SEBRING - One of the complicated factors in the teacher performance appraisal system will be simplified this year with every Highlands County School District teacher receiving an "effective" rating.
According to state law, school districts developed the evaluation system, basing half of it on the principal's evaluation of the teacher and the other half on how students improved on state assessment tests.
A complicated formula, called the "value added model," measures the teacher's impact on their students' academic performance. Teachers are ranked as highly effective, effective, needs improvement and unsatisfactory.
In October, districts began developing an assessment system for those teaching courses that are not assessed by state exams such as FCAT or the end-of-course exams.
The district submitted four plans to the Florida Department of Education before receiving final approval on March 4.
But, due to legislative changes that delayed the process, the district and the teacher's union have agreed to "hold harmless" all instructional personnel by assigning an "effective rating" for the student growth component, equal to 41 points, in the 2013-14 performance appraisal.
Deputy Superintendent Rodney Hollinger said the evaluation process is inequitable because some subjects have no statewide testing.
"We agree with the union and the Superintendents Association agrees with the union," he said.
The 41 points came from a review of last year's data, Hollinger said.

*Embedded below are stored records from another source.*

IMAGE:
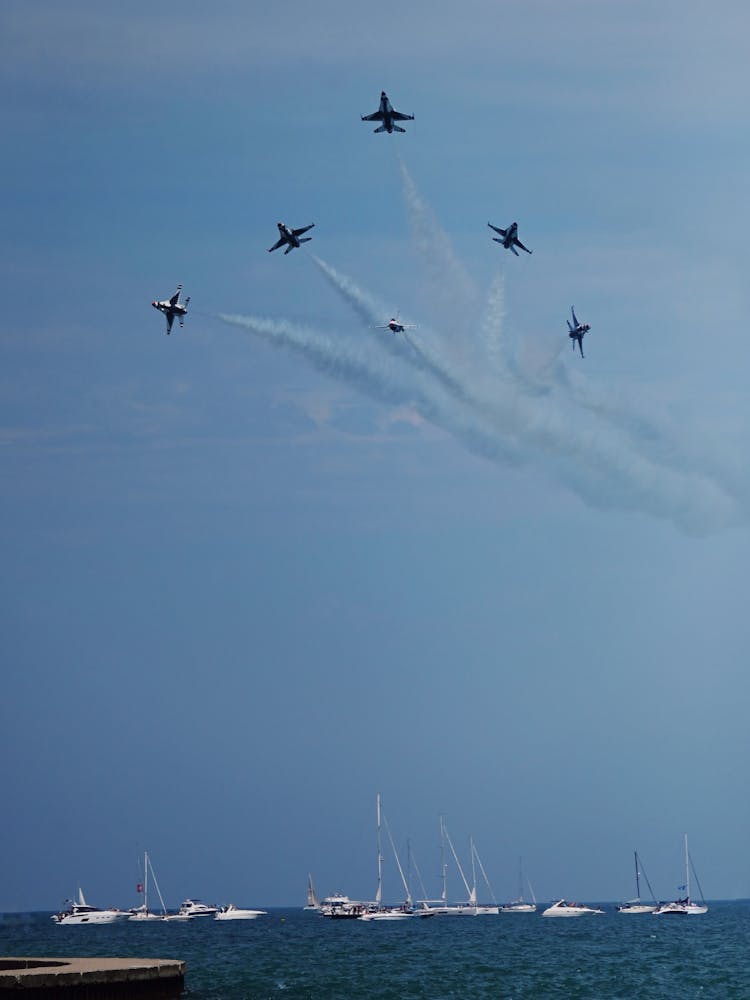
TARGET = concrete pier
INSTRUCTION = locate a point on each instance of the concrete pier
(91, 978)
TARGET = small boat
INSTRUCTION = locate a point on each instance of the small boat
(520, 905)
(564, 909)
(388, 913)
(195, 908)
(339, 907)
(232, 912)
(313, 903)
(684, 906)
(635, 905)
(80, 912)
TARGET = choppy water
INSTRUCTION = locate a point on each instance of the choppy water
(290, 955)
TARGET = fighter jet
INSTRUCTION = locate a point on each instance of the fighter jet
(395, 326)
(171, 308)
(290, 236)
(576, 331)
(510, 238)
(387, 116)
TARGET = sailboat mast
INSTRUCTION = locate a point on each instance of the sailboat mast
(637, 877)
(473, 896)
(145, 880)
(379, 893)
(443, 865)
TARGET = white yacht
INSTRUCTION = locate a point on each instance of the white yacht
(684, 906)
(195, 908)
(388, 913)
(232, 912)
(564, 909)
(81, 912)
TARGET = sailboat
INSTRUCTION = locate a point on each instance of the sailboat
(520, 905)
(470, 908)
(313, 903)
(635, 905)
(142, 912)
(684, 906)
(377, 911)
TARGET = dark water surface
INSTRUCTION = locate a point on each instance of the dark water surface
(292, 955)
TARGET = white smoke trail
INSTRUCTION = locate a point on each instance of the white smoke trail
(598, 462)
(598, 466)
(384, 379)
(367, 309)
(402, 345)
(451, 290)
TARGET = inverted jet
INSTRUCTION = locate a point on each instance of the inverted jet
(291, 237)
(576, 331)
(395, 325)
(510, 238)
(172, 307)
(387, 116)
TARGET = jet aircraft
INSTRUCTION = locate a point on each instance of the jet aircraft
(576, 331)
(290, 236)
(510, 238)
(172, 307)
(387, 116)
(395, 326)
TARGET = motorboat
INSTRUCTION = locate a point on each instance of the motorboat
(388, 913)
(562, 908)
(232, 912)
(684, 906)
(195, 908)
(80, 912)
(635, 905)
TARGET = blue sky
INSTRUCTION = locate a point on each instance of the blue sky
(260, 570)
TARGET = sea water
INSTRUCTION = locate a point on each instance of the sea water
(290, 954)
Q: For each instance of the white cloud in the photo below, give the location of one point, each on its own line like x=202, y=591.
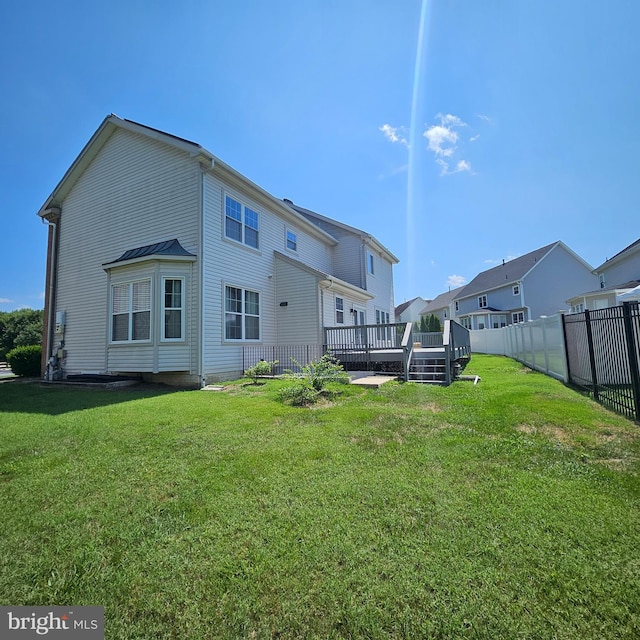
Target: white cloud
x=394, y=134
x=461, y=165
x=442, y=140
x=455, y=281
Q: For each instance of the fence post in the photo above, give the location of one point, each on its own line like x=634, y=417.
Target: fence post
x=632, y=350
x=592, y=356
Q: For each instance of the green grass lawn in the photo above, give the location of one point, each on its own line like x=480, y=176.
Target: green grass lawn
x=507, y=509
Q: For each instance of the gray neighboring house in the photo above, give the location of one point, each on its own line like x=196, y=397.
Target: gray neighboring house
x=411, y=310
x=536, y=284
x=443, y=306
x=616, y=277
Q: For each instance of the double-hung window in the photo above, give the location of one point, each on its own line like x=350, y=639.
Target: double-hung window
x=242, y=314
x=370, y=264
x=241, y=223
x=173, y=309
x=292, y=241
x=382, y=317
x=131, y=311
x=339, y=310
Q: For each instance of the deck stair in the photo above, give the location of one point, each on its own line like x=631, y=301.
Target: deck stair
x=428, y=369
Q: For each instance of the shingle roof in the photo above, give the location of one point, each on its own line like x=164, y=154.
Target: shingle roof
x=166, y=248
x=405, y=305
x=506, y=273
x=620, y=253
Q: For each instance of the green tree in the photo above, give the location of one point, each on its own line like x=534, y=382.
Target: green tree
x=19, y=329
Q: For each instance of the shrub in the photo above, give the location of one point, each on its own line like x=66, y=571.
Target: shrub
x=262, y=368
x=310, y=383
x=25, y=361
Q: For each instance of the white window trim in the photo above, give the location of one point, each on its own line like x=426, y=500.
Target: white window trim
x=295, y=240
x=242, y=314
x=130, y=341
x=339, y=309
x=243, y=225
x=371, y=265
x=182, y=337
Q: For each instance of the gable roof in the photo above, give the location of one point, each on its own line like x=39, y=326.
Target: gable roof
x=113, y=122
x=627, y=250
x=316, y=218
x=401, y=308
x=507, y=273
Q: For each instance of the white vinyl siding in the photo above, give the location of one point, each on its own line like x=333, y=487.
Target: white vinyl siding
x=228, y=263
x=241, y=314
x=126, y=198
x=297, y=321
x=242, y=223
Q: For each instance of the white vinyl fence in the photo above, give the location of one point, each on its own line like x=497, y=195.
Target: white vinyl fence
x=538, y=343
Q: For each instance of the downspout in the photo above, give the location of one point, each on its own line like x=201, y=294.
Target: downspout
x=51, y=218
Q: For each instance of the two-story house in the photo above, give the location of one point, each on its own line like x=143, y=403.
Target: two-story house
x=163, y=261
x=617, y=278
x=535, y=284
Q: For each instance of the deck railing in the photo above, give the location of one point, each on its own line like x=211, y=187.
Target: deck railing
x=431, y=339
x=368, y=337
x=457, y=345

It's in the "higher range" of the "effective" rating.
Hollinger noted that the teachers union contract calls for notifying and training teachers on the evaluation system within 30 days of the start of the school year.
But, when new legislation required a plan and the department of education kept turning down the district's plans, that portion of the contract was not fulfilled, he said.
The school board will vote on approval of the teacher appraisal agreement, which is titled Memorandum of Understanding #3, at its meeting Tuesday.